The iPad is for making stuff funner.
Almost all of what I do on my battered white plastic MacBook is email, blog, surf, and listen to music — things the iPad would seem to do better, or at least make funner. The laptop’s aging (and non-LED backlit) screen is too dim for looking at pictures — or for reading comfortably. Even with my reading glasses on, I find myself hitting COMMAND+ to jack up the text size on most websites.
Sure, I could buy a bigger, brighter, newer MacBook Pro — but I don’t want a bigger laptop. I don’t want to trade in a five or six pound computer for an even bigger one. I don’t want to curl up on the sofa (or in bed) with something bigger and heftier than necessary. What I want is, something funner for doing fun stuff.

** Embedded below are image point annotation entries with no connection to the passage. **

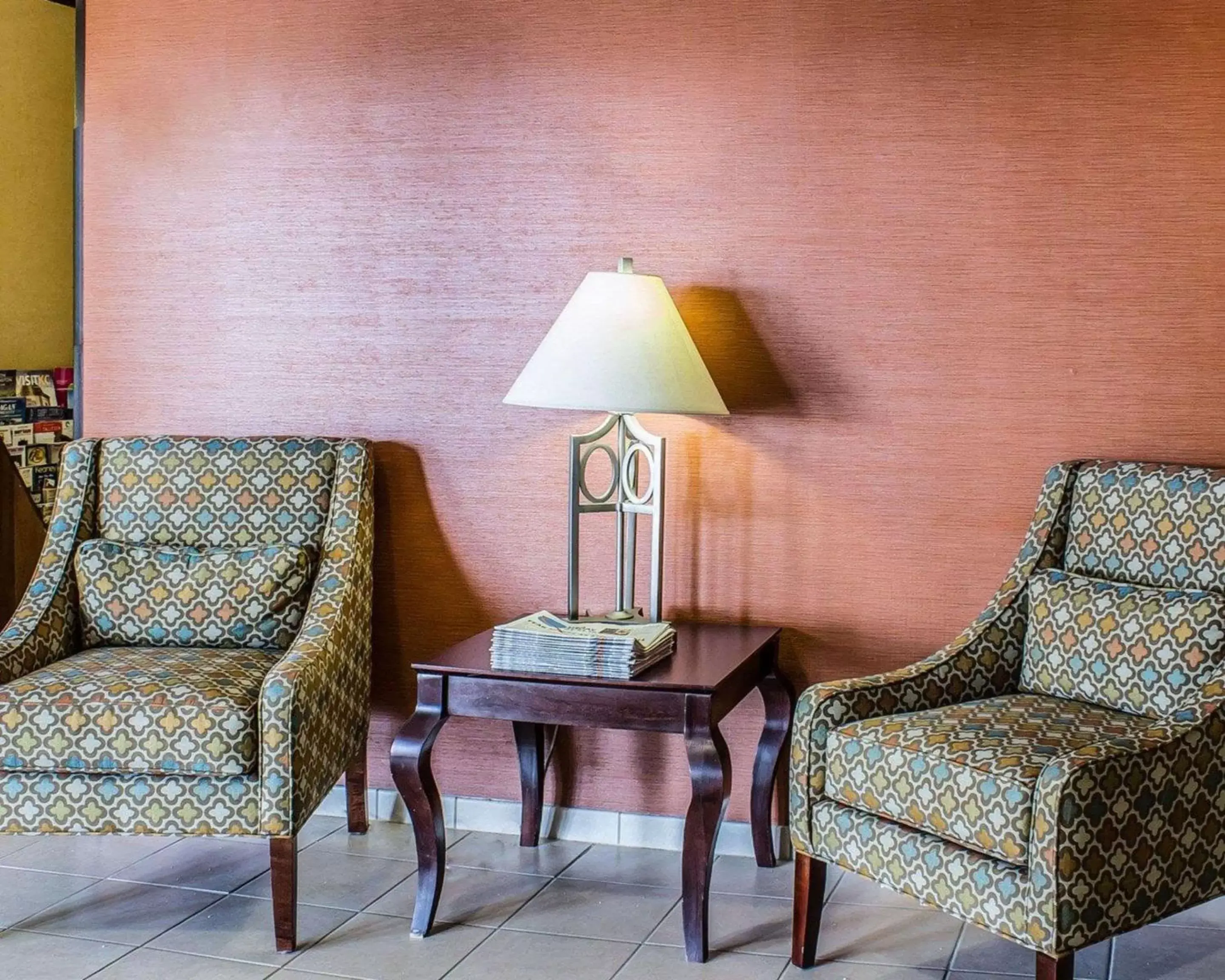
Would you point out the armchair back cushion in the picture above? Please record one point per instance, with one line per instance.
(217, 493)
(1148, 525)
(188, 597)
(1145, 651)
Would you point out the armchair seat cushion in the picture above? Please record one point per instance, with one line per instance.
(137, 709)
(967, 772)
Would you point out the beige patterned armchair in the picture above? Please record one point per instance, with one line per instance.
(1057, 775)
(193, 656)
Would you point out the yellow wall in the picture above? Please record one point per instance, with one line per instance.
(37, 75)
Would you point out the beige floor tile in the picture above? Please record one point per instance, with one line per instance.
(161, 965)
(95, 855)
(32, 956)
(741, 876)
(860, 891)
(1210, 915)
(531, 956)
(982, 952)
(379, 947)
(744, 924)
(668, 963)
(470, 897)
(384, 840)
(596, 909)
(119, 912)
(661, 869)
(503, 853)
(239, 928)
(13, 843)
(215, 864)
(319, 827)
(337, 880)
(1170, 954)
(24, 892)
(890, 936)
(863, 972)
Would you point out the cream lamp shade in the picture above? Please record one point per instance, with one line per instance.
(621, 347)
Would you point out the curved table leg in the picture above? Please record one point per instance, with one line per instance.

iPad seems to fit the bill. The screen is bright, and even at 9.7 inches, has nearly the resolution of the 13-inch MacBook screen (and higher resolution than most any 11-inch netbook or even many 13-15 inch Windows machines). And it’s LED-backlit, so it should be easier on my aging eyes. Also, DPI is vital to your eye comfort and fatigue. Higher pixel density is in most ways more important than screen size — and iPad’s got it.
Battery life will get you through the day, the iWork apps look usable (and way funner), you can get no-contract 3G if you want it, and it’s hands-down the best thing I’ve seen for portable video or showing off pictures.
And for most of what we do on computers now, the ancient window & desktop metaphor is just tired and old. What I’ve seen of the iPad GUI… well, to be honest I really want to lick it. (That’s not a typo.)
Is the iPad the God Tablet, the game changer, the device You Must Own Now? Well, no. But it’s an affordable way to make some fun stuff funner. And for the bottom-end $500 model, that’s a pretty good deal. Keep it for a couple years, and you’re talking about spending five bucks a week to take some drudgery out of a bunch of everyday tasks, and add some sparkle, too. And I suspect I’ll get an extra year or two out of my MacBook, which damn near pays for the iPad entirely. Buy it the day it comes out? Nah — it’s not that exciting. But it’s good enough not to wait for V2.0 next year.
So I like pretty much everything about the iPad.
Well, pretty much everything but the name.
ONE MORE THING: There’s no Flash in the web browser? And people are complaining? That’s like getting upset when you’re told that your new car won’t come equipped with a toothless vagrant who sits in the backseat, screaming at you.